ACM.67 Creating Zero Trust rulesets or security groups on AWS

This is a continuation of my series of posts on Automating Cybersecurity Metrics.

Back when I worked on the network team at Capital One, developers had to submit requests outlining the network requirements for their applications which got reviewed by the security team and then implemented. I happened to be one of the people implementing those requests in the middle of the night in production.

What often happened was the development team would come in the next day and their application didn’t work as expected. Sometimes I had made a mistake but more often than not, the network rules were not sufficient to cover all of the application’s needs because the developers didn’t fully understand the connection requirements for their application.

This whole networking process was very frustrating for developers and especially if they didn’t understand how networking works. They just wanted to build and run their applications in a lot of cases and they didn’t want to be network administrators. Some of us like the geekiness of designing a zero trust networks. Other people couldn’t be bothered because they want to build cool applications that do cutting edge things for customers.

Preventing Errors in Cloud Networking Implementations

One of the problems in this environment was that the dev, QA, and prod networking environments did not work the same way. I would highly suggest working towards a consistent architecture, though you will have some differences most likely due to QA and security tools that you’ll probably run in QA but not in production. If you can’t exactly mirror the environments then try to create a staging environment to test deployments that mirrors production.

Beyond that, for production environments, I started asking the development and QA team to show up at the time I deployed their network so they could test it. That way any mistakes I made would be discovered and fixed within the open window I had to make the change. Additionally, if the team made a mistake in their network request they would know right away and not start sending messages to upper management about how the network team of five people was blocking the deployments of 11,000 developers when it wasn’t our fault.

As I’ve been doing in this whole post, leverage abstraction to simplify your network design and your code. Don’t write the same code over and over. Reuse what you can for repeated projects. Create acceptable network designs. Consider when you can consolidate into a single VPC or subnet and when things should be segregated for proper trust boundaries. Also, there are newer constructs now which didn’t exist at the time like Transit Gateways and shared VPCs which may help simplify network designs.

Determining your application network requirements with netstat

Besides helping developers with networking requests during daily office hours, the other thing I did was to write a tool that developers could run on their hosts to see what traffic their application was sending and to help them understand the IP addresses and ports in use by their application. At the time Lambda functions did not exist. Flow Logs didn’t either when I first started on that team and weren’t implemented on our VPCs initially when the were introduced. For lack of something better, I essentially wrote a script that ran a netstat command (I think. It may have been tcpdump) and parsed out all the IP addresses and ports with open connections.
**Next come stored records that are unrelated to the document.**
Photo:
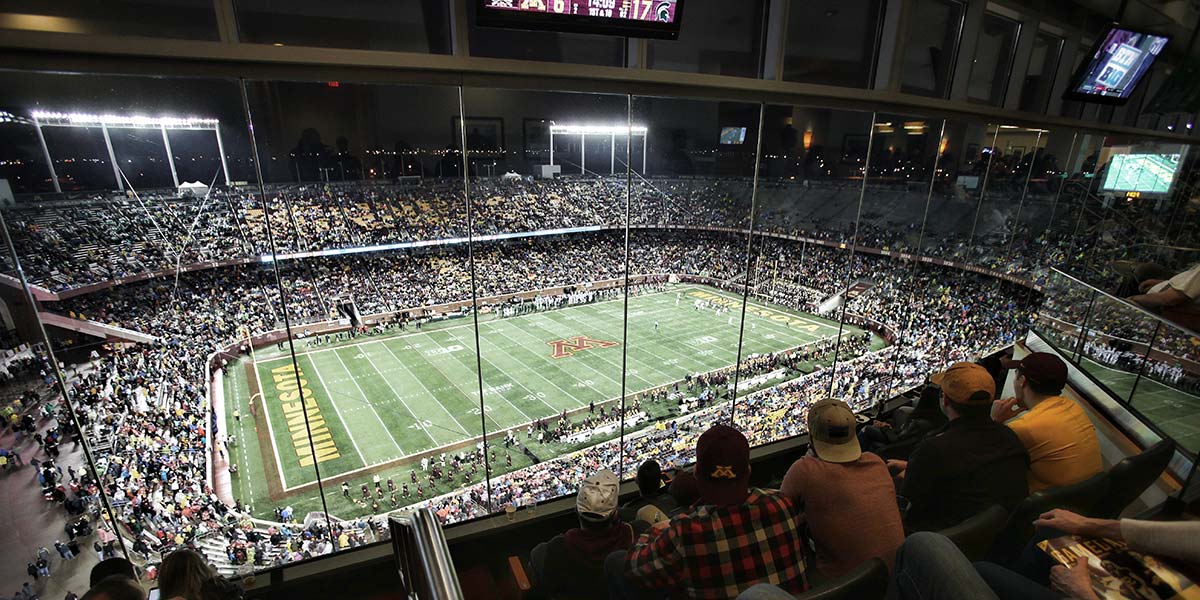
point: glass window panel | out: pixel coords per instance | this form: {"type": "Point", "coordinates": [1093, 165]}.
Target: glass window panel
{"type": "Point", "coordinates": [551, 307]}
{"type": "Point", "coordinates": [988, 81]}
{"type": "Point", "coordinates": [882, 355]}
{"type": "Point", "coordinates": [808, 198]}
{"type": "Point", "coordinates": [382, 331]}
{"type": "Point", "coordinates": [832, 42]}
{"type": "Point", "coordinates": [717, 39]}
{"type": "Point", "coordinates": [142, 157]}
{"type": "Point", "coordinates": [1019, 151]}
{"type": "Point", "coordinates": [405, 25]}
{"type": "Point", "coordinates": [159, 412]}
{"type": "Point", "coordinates": [933, 42]}
{"type": "Point", "coordinates": [180, 19]}
{"type": "Point", "coordinates": [1115, 343]}
{"type": "Point", "coordinates": [22, 161]}
{"type": "Point", "coordinates": [545, 46]}
{"type": "Point", "coordinates": [81, 159]}
{"type": "Point", "coordinates": [1039, 77]}
{"type": "Point", "coordinates": [961, 177]}
{"type": "Point", "coordinates": [1063, 312]}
Essentially you can run something like this on a host and see what is connected or what ports are open and listening:

netstat -an | grep ‘tcp|udp’

I added a bit more to it to formulate a list that could be submitted in a network request to our team. I am trying to remember if I used that or tcpdump. It’s on some blog post at Capital One if it’s still published. Netstat gives you a point it time snapshot of connections, while tcpdump would capture traffic for a period of time and might catch something netstat misses since it runs and inspects traffic until you stop it. You’d need to run netstat multiple times or use something that captures traffic over time if you have a connection that periodically comes and goes.
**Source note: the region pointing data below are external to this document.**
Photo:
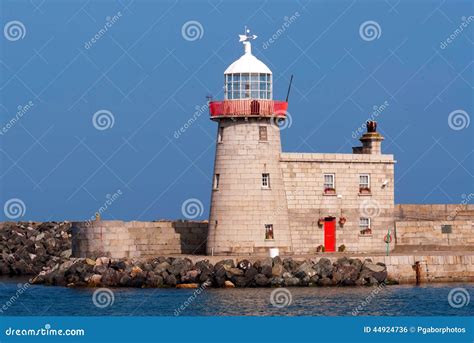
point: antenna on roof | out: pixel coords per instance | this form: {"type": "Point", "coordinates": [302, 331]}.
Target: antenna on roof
{"type": "Point", "coordinates": [289, 88]}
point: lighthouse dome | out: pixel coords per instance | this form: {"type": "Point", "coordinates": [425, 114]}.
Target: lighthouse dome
{"type": "Point", "coordinates": [248, 77]}
{"type": "Point", "coordinates": [248, 63]}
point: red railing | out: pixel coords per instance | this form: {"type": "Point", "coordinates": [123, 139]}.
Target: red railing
{"type": "Point", "coordinates": [250, 107]}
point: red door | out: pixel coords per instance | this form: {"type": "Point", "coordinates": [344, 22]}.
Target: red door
{"type": "Point", "coordinates": [330, 234]}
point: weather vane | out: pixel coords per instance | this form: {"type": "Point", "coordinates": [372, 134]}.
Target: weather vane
{"type": "Point", "coordinates": [247, 36]}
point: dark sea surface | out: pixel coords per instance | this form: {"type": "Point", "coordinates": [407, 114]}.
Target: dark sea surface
{"type": "Point", "coordinates": [424, 300]}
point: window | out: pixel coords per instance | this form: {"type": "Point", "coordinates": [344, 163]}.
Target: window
{"type": "Point", "coordinates": [220, 135]}
{"type": "Point", "coordinates": [364, 182]}
{"type": "Point", "coordinates": [364, 226]}
{"type": "Point", "coordinates": [269, 231]}
{"type": "Point", "coordinates": [245, 86]}
{"type": "Point", "coordinates": [262, 133]}
{"type": "Point", "coordinates": [329, 184]}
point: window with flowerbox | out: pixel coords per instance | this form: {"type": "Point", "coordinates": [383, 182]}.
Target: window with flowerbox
{"type": "Point", "coordinates": [329, 184]}
{"type": "Point", "coordinates": [364, 226]}
{"type": "Point", "coordinates": [364, 184]}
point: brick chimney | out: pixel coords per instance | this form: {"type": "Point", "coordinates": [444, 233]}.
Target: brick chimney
{"type": "Point", "coordinates": [371, 141]}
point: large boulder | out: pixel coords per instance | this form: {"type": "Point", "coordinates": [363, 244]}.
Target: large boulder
{"type": "Point", "coordinates": [345, 275]}
{"type": "Point", "coordinates": [305, 270]}
{"type": "Point", "coordinates": [261, 280]}
{"type": "Point", "coordinates": [323, 268]}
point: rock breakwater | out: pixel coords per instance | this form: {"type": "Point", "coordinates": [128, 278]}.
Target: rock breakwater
{"type": "Point", "coordinates": [183, 273]}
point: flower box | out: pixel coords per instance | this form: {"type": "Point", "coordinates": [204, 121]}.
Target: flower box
{"type": "Point", "coordinates": [330, 191]}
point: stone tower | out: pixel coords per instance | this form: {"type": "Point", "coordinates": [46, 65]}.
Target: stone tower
{"type": "Point", "coordinates": [249, 212]}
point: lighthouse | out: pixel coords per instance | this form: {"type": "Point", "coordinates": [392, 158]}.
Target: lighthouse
{"type": "Point", "coordinates": [249, 211]}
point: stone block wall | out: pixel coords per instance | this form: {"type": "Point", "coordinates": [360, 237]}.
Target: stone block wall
{"type": "Point", "coordinates": [413, 212]}
{"type": "Point", "coordinates": [120, 239]}
{"type": "Point", "coordinates": [303, 177]}
{"type": "Point", "coordinates": [428, 233]}
{"type": "Point", "coordinates": [240, 206]}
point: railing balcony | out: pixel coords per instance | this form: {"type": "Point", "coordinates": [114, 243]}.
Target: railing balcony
{"type": "Point", "coordinates": [247, 108]}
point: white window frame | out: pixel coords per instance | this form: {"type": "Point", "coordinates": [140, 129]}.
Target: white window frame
{"type": "Point", "coordinates": [362, 185]}
{"type": "Point", "coordinates": [220, 134]}
{"type": "Point", "coordinates": [267, 227]}
{"type": "Point", "coordinates": [363, 226]}
{"type": "Point", "coordinates": [333, 175]}
{"type": "Point", "coordinates": [260, 129]}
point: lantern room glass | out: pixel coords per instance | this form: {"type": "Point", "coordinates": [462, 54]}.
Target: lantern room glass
{"type": "Point", "coordinates": [248, 86]}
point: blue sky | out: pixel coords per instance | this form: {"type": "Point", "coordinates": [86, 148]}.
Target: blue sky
{"type": "Point", "coordinates": [149, 75]}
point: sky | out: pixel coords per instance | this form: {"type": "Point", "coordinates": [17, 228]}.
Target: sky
{"type": "Point", "coordinates": [103, 103]}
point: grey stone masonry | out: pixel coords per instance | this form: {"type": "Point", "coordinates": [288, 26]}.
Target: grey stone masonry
{"type": "Point", "coordinates": [243, 204]}
{"type": "Point", "coordinates": [120, 239]}
{"type": "Point", "coordinates": [303, 174]}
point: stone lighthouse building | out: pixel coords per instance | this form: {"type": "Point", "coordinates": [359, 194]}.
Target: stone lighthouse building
{"type": "Point", "coordinates": [249, 212]}
{"type": "Point", "coordinates": [296, 202]}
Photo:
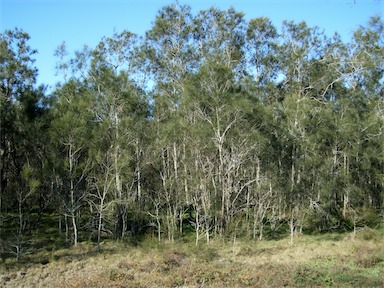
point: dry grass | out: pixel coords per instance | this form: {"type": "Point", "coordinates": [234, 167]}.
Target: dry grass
{"type": "Point", "coordinates": [333, 260]}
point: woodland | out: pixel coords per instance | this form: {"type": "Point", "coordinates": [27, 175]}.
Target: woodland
{"type": "Point", "coordinates": [208, 126]}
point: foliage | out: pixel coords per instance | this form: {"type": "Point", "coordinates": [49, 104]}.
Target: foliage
{"type": "Point", "coordinates": [208, 124]}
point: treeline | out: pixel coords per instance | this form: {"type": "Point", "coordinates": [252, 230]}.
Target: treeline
{"type": "Point", "coordinates": [209, 123]}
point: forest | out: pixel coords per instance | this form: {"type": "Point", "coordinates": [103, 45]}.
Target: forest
{"type": "Point", "coordinates": [207, 126]}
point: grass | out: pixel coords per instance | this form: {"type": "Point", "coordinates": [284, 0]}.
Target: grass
{"type": "Point", "coordinates": [328, 260]}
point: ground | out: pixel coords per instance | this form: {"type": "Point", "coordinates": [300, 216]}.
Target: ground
{"type": "Point", "coordinates": [327, 260]}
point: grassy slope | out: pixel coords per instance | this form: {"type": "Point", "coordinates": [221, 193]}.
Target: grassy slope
{"type": "Point", "coordinates": [330, 260]}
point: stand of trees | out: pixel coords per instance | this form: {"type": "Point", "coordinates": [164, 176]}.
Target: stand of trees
{"type": "Point", "coordinates": [208, 123]}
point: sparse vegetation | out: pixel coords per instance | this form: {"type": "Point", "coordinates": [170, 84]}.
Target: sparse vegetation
{"type": "Point", "coordinates": [329, 260]}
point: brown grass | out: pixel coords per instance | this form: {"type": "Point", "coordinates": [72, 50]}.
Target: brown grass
{"type": "Point", "coordinates": [331, 260]}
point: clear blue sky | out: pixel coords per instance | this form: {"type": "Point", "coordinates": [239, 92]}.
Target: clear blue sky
{"type": "Point", "coordinates": [79, 22]}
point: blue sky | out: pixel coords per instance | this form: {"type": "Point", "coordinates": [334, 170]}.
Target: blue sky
{"type": "Point", "coordinates": [79, 22]}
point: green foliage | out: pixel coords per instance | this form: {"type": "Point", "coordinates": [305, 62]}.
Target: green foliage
{"type": "Point", "coordinates": [209, 125]}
This list may or may not be complete because if you are using load balancers, then the system you run the script on might be connected to only one of the load balancers but you have another load balancer out there that the host will try to connect to later — so you still need to understand your architecture and not just rely on this script alone, but the script helped. In addition, when developers ran this script, sometimes they found connections they did not expect and services they needed to turn off that were generating unwanted traffic.

Leveraging FlowLogs to determine application networking requirements

It’s not quite as simple to run netstat on a Lambda function, though you certainly could. Also, now that we have AWS Flow Logs we can query the logs to see what connections an application is making to determine how we can whittle down networking rules to a zero trust approach (presuming everything is logged, which it should be).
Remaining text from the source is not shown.